Federal Register of Legislation - Australian Government

Primary content

Rules/Other as made
This instrument enables entities to design procurement processes that reflect the scale, scope, scope and risk of the risk of the procurement.
Administered by: Finance
Registered 05 Apr 2019
Tabling HistoryDate
Tabled HR02-Jul-2019
Tabled Senate02-Jul-2019
Date of repeal 14 Dec 2020
Repealed by Commonwealth Procurement Rules 14 December 2020

Commonwealth Procurement Rules Explanatory Statement

The Commonwealth Procurement Rules are issued by the Minister for Finance under s105B(1) of the Public Governance, Performance and Accountability Act 2013 (PGPA Act). As per s105B(2) of the PGPA Act, the instrument is not subject to section 42 (disallowance) of the Legislative Instruments Act 2003. This instrument commences on 20 April 2019 and repeals the previous Commonwealth Procurement Rules (F2018L01522).

The updated CPRs incorporate the requirements of Australia’s international trade obligations and government policy in procurement into a set of rules, which apply to Commonwealth procurement.
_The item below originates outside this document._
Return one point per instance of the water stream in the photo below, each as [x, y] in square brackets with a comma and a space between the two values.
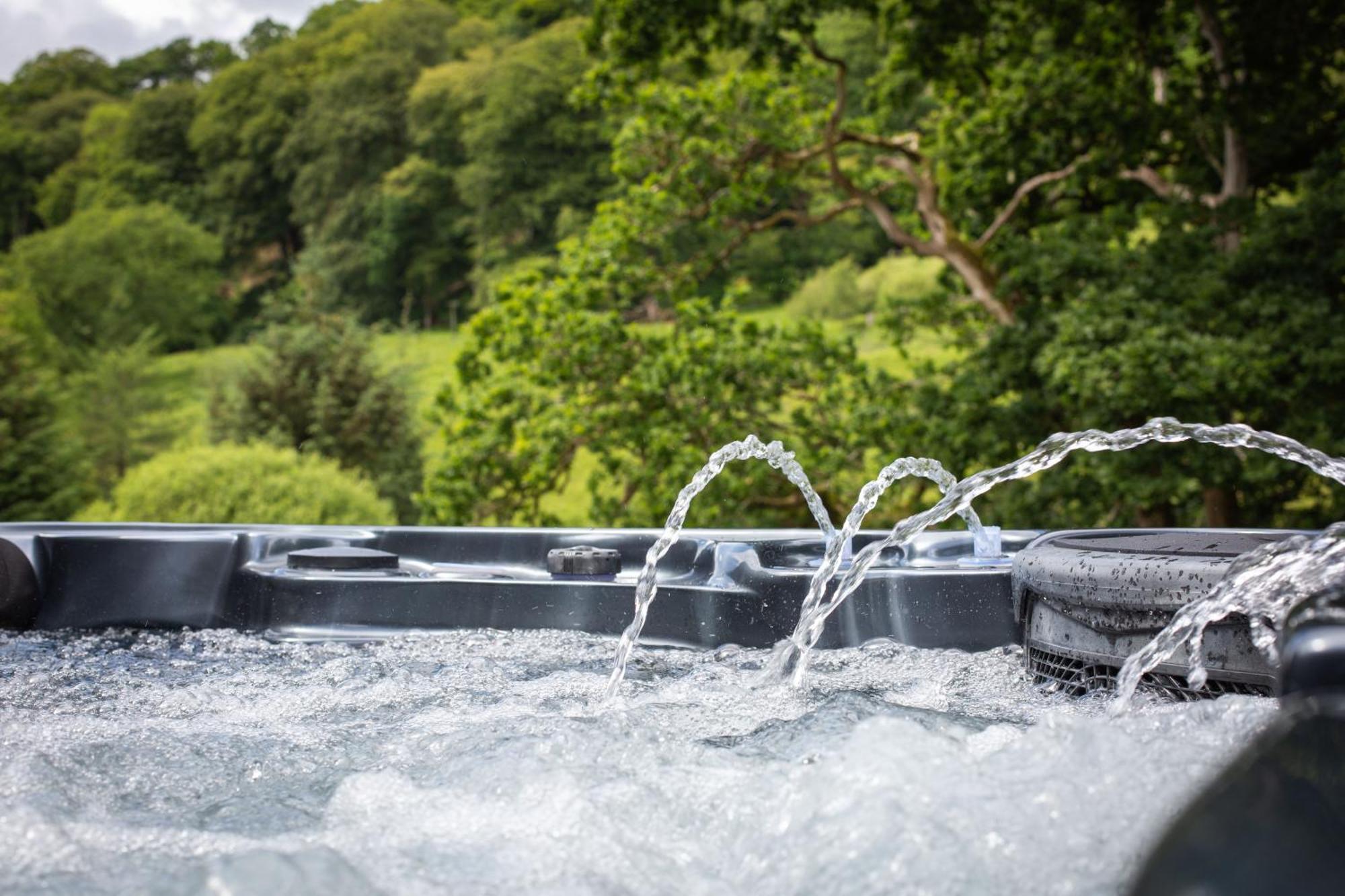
[797, 649]
[837, 545]
[646, 587]
[1262, 584]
The CPRs apply to procurement conducted by non-corporate Commonwealth entities and certain procurements conducted by prescribed corporate Commonwealth entities as listed in section 30 of the PGPA Rule.

The updates to the CPRs reflect Australia’s domestic review obligations on government procurement under the Comprehensive and Progressive Agreement for Trans-Pacific Partnership (CPTPP) and the World Trade Organization Agreement on Government Procurement (WTO GPA), and include other minor changes to the CPRs for clarity.
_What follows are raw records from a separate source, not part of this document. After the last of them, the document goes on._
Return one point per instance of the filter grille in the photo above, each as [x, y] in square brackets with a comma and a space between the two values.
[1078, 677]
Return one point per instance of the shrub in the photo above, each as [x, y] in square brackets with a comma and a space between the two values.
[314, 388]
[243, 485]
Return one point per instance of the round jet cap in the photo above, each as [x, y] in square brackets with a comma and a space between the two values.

The CPRs are supported by guidance available at http://www.finance.gov.au/procurement/.

 

Consultation

The Minister for Finance and the Public Service approved the amendments to the CPRs.

The Department of Finance consulted with the Department of Foreign Affairs and Trade and the Attorney-General’s Department in relation to international obligations incorporated in the CPRs. All affected Commonwealth entities subject to the CPRs were consulted on the changes through the Senior Procurement Officials Reference Group.